For once, I was too worried to relax, wind down, and play with my four pets.
Isis had just threatened Edna, who was one of my favorite people.
And Isis was Edna’s houseguest.
2
Maybe I was being irrational, but for my own peace of mind, I needed to warn Edna about possible threats from her guest. I forced myself outside again, into the sinister, foggy night, and ran up through my sloping side yard.
My friends’ Threadville shops and apartments were in a row of stores on the ground floor of a Victorian building on the other side of Lake Street. Under the streetlights, the building’s red bricks looked almost black.
Like the other shops, Edna’s notions boutique had large front windows. Edna’s lights were on, and I could see her inside Buttons and Bows. Gord was there, also, on a ladder, apparently helping his fiancée arrange reels of trims on upper shelves, packing them together upright like books in a library. I ran across the street and opened the door, setting off Edna’s Buttons and Beaux tune, an old vaudeville one that had, I’d been told, slightly risqué lyrics. As always, Edna’s shop dazzled, with buttons totally covering one wall, ribbons, braids, lace, and fringe covering the other, and an aisle down the middle between glass display cases.

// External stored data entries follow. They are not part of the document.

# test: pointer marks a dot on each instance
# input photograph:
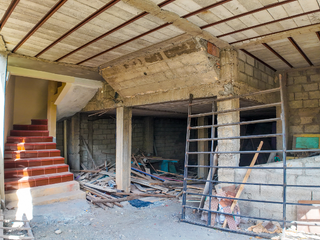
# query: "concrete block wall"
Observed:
(272, 193)
(304, 102)
(170, 137)
(254, 73)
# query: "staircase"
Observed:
(31, 160)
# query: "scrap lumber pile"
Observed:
(101, 189)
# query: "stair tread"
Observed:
(9, 180)
(34, 158)
(35, 167)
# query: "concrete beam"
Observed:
(123, 148)
(181, 23)
(3, 77)
(277, 36)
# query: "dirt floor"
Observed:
(78, 219)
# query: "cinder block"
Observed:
(301, 79)
(310, 103)
(314, 95)
(294, 88)
(301, 95)
(310, 87)
(295, 104)
(248, 69)
(311, 128)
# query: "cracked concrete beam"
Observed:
(177, 21)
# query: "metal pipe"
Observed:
(237, 109)
(238, 137)
(237, 123)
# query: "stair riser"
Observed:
(39, 122)
(23, 133)
(31, 155)
(30, 127)
(29, 139)
(34, 172)
(29, 146)
(31, 163)
(39, 181)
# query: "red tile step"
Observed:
(31, 153)
(30, 146)
(36, 181)
(32, 162)
(25, 133)
(39, 121)
(30, 127)
(16, 139)
(35, 171)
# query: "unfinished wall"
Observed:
(170, 137)
(30, 100)
(271, 193)
(9, 106)
(304, 102)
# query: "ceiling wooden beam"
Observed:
(135, 19)
(271, 22)
(247, 13)
(289, 31)
(258, 59)
(121, 44)
(277, 54)
(300, 50)
(40, 23)
(8, 12)
(79, 25)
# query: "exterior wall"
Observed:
(304, 102)
(30, 100)
(170, 137)
(254, 73)
(272, 193)
(9, 105)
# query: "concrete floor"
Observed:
(77, 219)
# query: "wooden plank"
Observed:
(245, 179)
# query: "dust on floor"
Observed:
(79, 220)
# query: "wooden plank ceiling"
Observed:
(94, 32)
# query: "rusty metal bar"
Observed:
(8, 12)
(237, 109)
(277, 54)
(55, 8)
(300, 50)
(237, 123)
(248, 13)
(79, 25)
(258, 59)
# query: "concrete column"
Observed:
(227, 174)
(148, 134)
(74, 142)
(123, 148)
(229, 75)
(203, 147)
(3, 76)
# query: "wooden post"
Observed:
(3, 76)
(52, 109)
(202, 147)
(123, 148)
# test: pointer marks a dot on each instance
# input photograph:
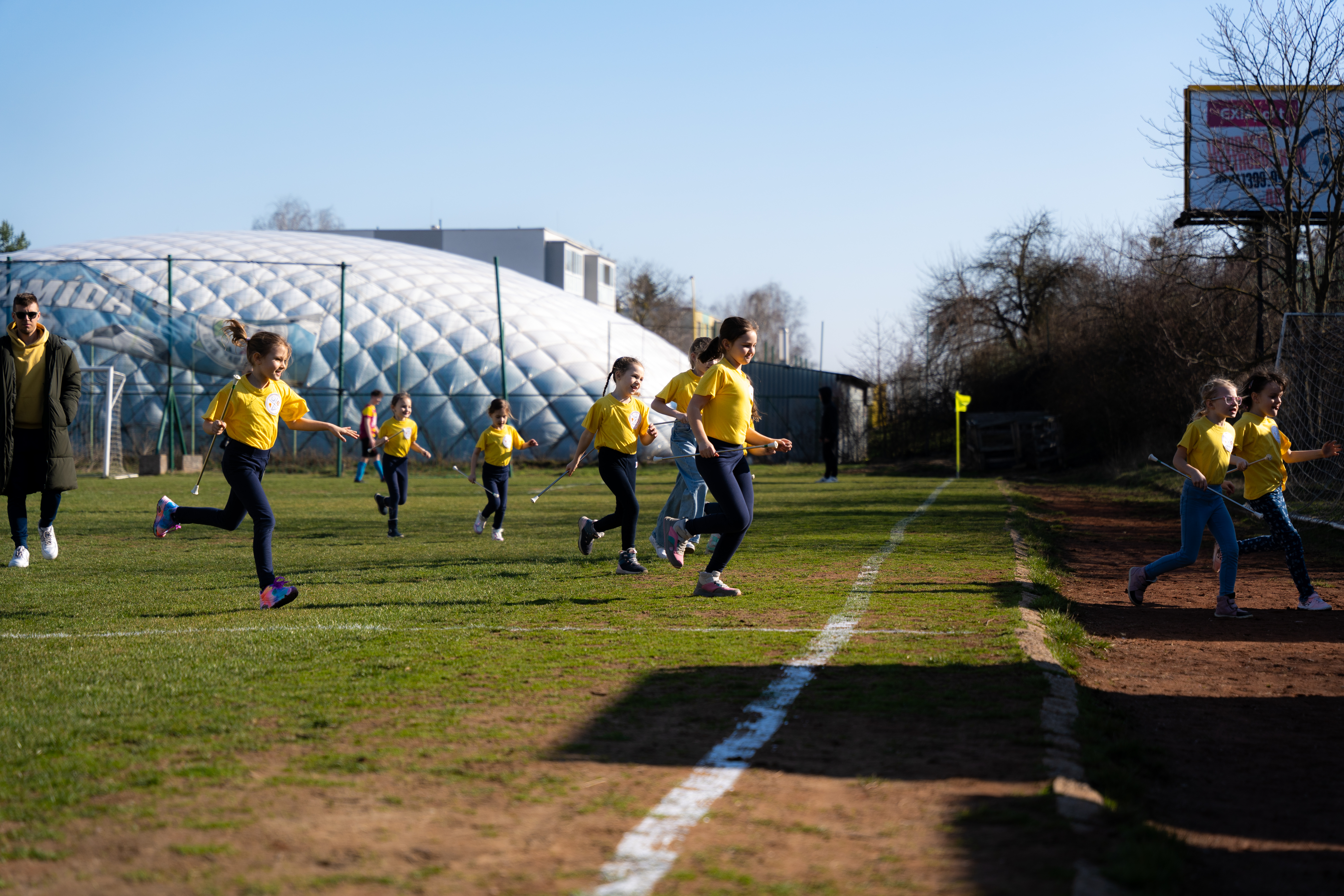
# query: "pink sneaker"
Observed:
(1314, 602)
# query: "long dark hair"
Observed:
(619, 367)
(730, 331)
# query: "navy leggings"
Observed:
(495, 479)
(729, 477)
(243, 467)
(396, 475)
(1283, 536)
(618, 471)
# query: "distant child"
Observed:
(498, 444)
(368, 433)
(1259, 437)
(619, 424)
(690, 491)
(249, 414)
(397, 439)
(1204, 454)
(721, 416)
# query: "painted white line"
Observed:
(647, 852)
(26, 636)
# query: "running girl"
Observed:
(1259, 436)
(1204, 454)
(249, 420)
(721, 416)
(498, 444)
(619, 424)
(687, 498)
(397, 439)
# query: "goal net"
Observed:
(96, 432)
(1311, 353)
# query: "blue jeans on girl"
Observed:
(1201, 508)
(1283, 536)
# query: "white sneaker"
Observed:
(49, 543)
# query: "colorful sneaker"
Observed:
(1139, 584)
(1314, 602)
(628, 563)
(712, 586)
(588, 535)
(278, 594)
(49, 543)
(1228, 609)
(163, 519)
(675, 539)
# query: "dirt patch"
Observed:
(1243, 717)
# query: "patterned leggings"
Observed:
(1283, 536)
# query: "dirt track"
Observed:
(1244, 717)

From high on his ladder, Gord waved a bolt of purple ball fringe at me. “Hi, Willow! I’m having a ball up here.”
Edna hugged me. She was a cute little birdlike person, short compared to my height of almost six feet. She was barely over fifty, and though her hair was still naturally brown,
she had colored it silver for her wedding. Not the silver of graying hair, but metallic silver. She’d grown it to a shoulder-length bob. At the moment, she’d added nothing sparkly to it besides the color, but I was sure that on the day itself, she would be a vision of crystal, an ice princess in October. She asked. “Did you come to help us, Willow?”

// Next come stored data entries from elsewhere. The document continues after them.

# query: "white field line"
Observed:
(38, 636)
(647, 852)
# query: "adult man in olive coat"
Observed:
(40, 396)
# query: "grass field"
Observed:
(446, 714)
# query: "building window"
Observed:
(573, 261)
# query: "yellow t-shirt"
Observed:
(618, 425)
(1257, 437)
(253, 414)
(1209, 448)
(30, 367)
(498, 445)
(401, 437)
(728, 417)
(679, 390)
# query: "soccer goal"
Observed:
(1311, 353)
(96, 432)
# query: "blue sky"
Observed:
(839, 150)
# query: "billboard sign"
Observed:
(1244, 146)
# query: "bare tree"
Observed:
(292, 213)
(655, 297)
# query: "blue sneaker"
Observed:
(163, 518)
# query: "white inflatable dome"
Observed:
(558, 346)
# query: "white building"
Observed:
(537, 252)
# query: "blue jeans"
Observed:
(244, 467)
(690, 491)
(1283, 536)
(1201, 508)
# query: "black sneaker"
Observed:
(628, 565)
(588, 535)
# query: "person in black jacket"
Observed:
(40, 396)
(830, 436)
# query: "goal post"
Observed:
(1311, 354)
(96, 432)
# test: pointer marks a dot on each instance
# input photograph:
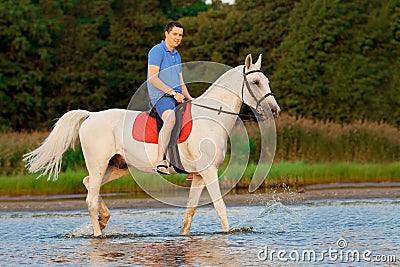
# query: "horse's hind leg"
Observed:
(193, 201)
(104, 214)
(113, 172)
(210, 177)
(93, 184)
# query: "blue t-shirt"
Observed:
(170, 68)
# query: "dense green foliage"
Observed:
(329, 60)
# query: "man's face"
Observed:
(174, 37)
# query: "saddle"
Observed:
(148, 124)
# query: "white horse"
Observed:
(108, 154)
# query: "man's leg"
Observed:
(168, 118)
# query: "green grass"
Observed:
(290, 173)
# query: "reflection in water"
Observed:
(194, 250)
(149, 237)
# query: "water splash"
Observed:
(86, 231)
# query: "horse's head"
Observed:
(256, 88)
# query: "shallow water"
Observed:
(150, 236)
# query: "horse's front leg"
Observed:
(210, 177)
(104, 215)
(194, 196)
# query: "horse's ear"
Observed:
(258, 63)
(248, 61)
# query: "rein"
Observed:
(245, 82)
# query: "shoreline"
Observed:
(54, 204)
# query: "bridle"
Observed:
(245, 82)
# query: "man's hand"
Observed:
(179, 98)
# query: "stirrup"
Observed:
(162, 165)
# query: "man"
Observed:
(166, 86)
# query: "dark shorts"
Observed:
(165, 103)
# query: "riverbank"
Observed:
(63, 203)
(284, 174)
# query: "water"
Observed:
(150, 236)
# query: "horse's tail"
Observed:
(48, 156)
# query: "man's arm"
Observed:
(153, 71)
(185, 91)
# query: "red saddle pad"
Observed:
(145, 127)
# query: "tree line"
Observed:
(327, 60)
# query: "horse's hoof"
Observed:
(102, 225)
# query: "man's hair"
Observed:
(172, 24)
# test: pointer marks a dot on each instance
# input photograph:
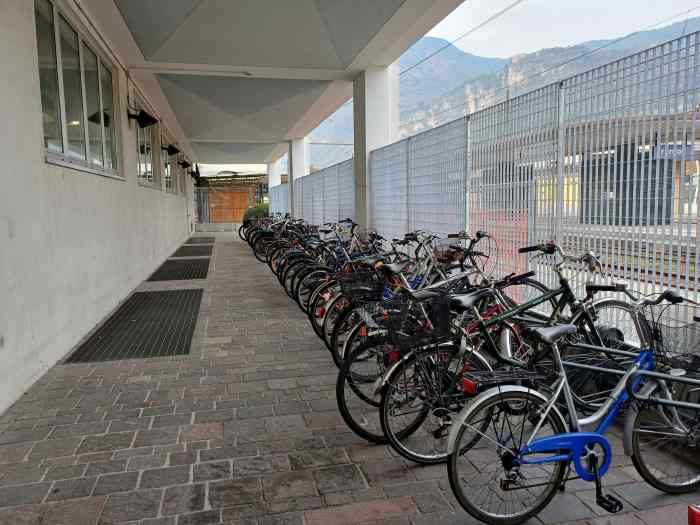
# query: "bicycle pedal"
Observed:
(609, 503)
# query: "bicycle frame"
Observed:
(575, 446)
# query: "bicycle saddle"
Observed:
(552, 334)
(462, 303)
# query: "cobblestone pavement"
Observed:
(244, 430)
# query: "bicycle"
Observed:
(512, 447)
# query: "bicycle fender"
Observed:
(646, 390)
(459, 420)
(382, 381)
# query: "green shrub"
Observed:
(257, 212)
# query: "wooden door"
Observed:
(227, 206)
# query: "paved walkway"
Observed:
(242, 431)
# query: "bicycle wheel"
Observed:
(664, 446)
(319, 304)
(309, 284)
(260, 247)
(423, 392)
(484, 475)
(349, 321)
(354, 392)
(335, 308)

“In a way.” I felt my forehead crease. “I just saw something disturbing.”
Gord took a step down the ladder toward me. “What’s wrong, Willow?” I half expected him to whip out a stethoscope and rush the rest of the way down the ladder to check my heartbeat.
In Edna’s cheerful shop, my story sounded a little silly, and I couldn’t blame Edna and Gord for their skepticism.

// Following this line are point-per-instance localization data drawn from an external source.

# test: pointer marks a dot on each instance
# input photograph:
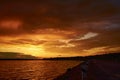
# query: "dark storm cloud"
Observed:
(57, 14)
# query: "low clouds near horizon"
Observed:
(57, 27)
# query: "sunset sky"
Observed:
(57, 28)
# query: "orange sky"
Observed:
(60, 28)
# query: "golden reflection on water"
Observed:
(33, 69)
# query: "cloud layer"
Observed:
(60, 27)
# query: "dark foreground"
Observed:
(93, 70)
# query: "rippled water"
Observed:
(33, 69)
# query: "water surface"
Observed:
(33, 69)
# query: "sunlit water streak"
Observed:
(33, 69)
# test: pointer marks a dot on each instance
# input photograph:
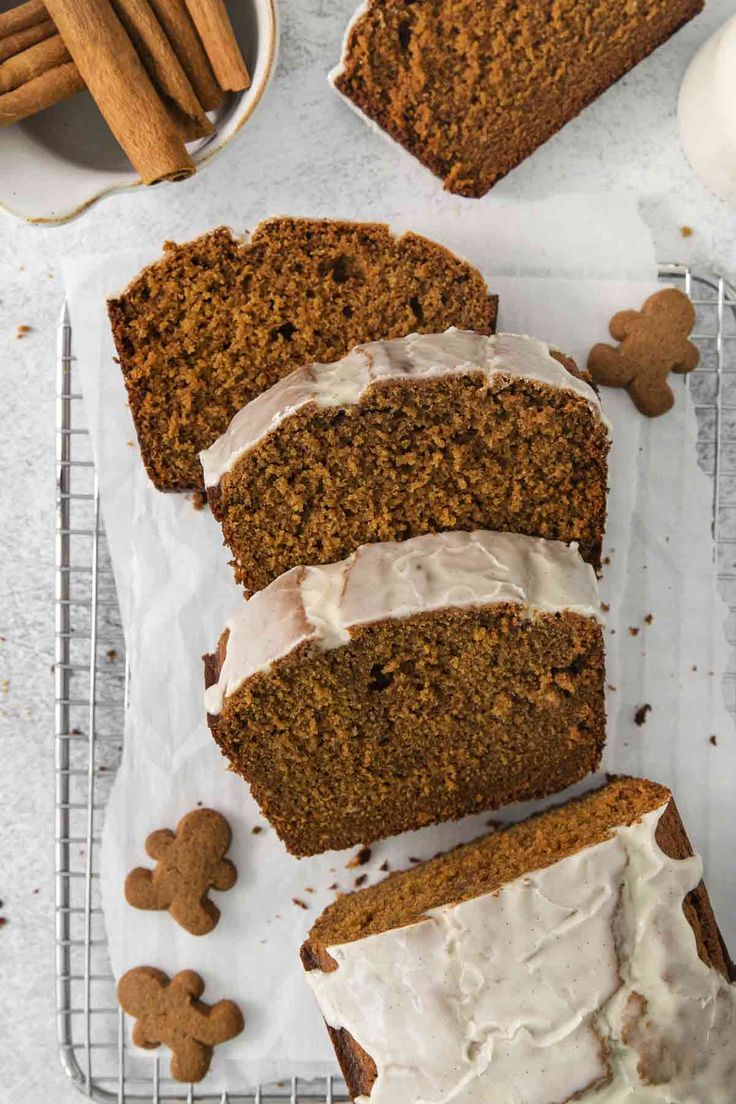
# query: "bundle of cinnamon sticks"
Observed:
(155, 67)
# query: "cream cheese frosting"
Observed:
(416, 357)
(400, 579)
(578, 980)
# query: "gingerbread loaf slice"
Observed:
(572, 956)
(202, 331)
(414, 682)
(473, 88)
(419, 434)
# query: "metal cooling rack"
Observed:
(91, 680)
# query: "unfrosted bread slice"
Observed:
(419, 434)
(217, 320)
(572, 956)
(472, 88)
(414, 682)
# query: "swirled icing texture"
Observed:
(398, 579)
(526, 996)
(416, 357)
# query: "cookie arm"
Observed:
(651, 396)
(140, 1038)
(222, 1021)
(141, 891)
(158, 842)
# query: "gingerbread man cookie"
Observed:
(189, 863)
(653, 342)
(170, 1012)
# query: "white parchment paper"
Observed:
(562, 267)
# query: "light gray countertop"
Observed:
(305, 152)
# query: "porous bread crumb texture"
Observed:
(414, 458)
(216, 321)
(488, 863)
(417, 720)
(472, 88)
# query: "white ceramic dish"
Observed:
(54, 166)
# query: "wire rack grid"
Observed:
(91, 685)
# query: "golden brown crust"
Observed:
(216, 321)
(416, 457)
(515, 73)
(417, 720)
(359, 1068)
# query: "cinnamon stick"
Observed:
(176, 21)
(18, 19)
(215, 30)
(44, 91)
(33, 62)
(21, 40)
(121, 87)
(163, 65)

Still on his ladder, Gord peered toward Edna’s front windows. “Fog?”
Our section of Lake Street was high and free of fog at the moment. I mumbled, “There’s plenty of it down by the river.”
He felt his way down another step. “Yes, some evenings are like that. Romantic, right, my little chickadee?”
Edna beamed up at him. “Right. And I’m not worried.”
Gord inched down to the next step. “I’m not, either, but thanks for your concern, Willow.”
Edna’s Buttons and Beaux tune played again. Isis dashed into the store, pulled the door shut faster than it wanted to go, and stood panting, her back to us and her palms on the door frame as if she were trying to prevent a wild animal from coming inside with her.
I couldn’t see anything on the other side of the door.
She turned around. She was older than I’d first believed, in her late fifties. Maybe she only looked older because the corners of her mouth were turned down and her pupils were dilated. “Gord!” she shrieked. “I just had the most unspeakable fright!” Her gown was made from a light nylon knit, as if she’d taken a nightgown and dressed it up with a scratchy gold cord tied around the empire waistline.
Again the picture of concern, Gord took another step down the ladder. “What happened?”
Isis took a deep shuddering breath and clutched at her throat. “A zombie attacked me.” Apparently, the fright hadn’t been entirely unspeakable.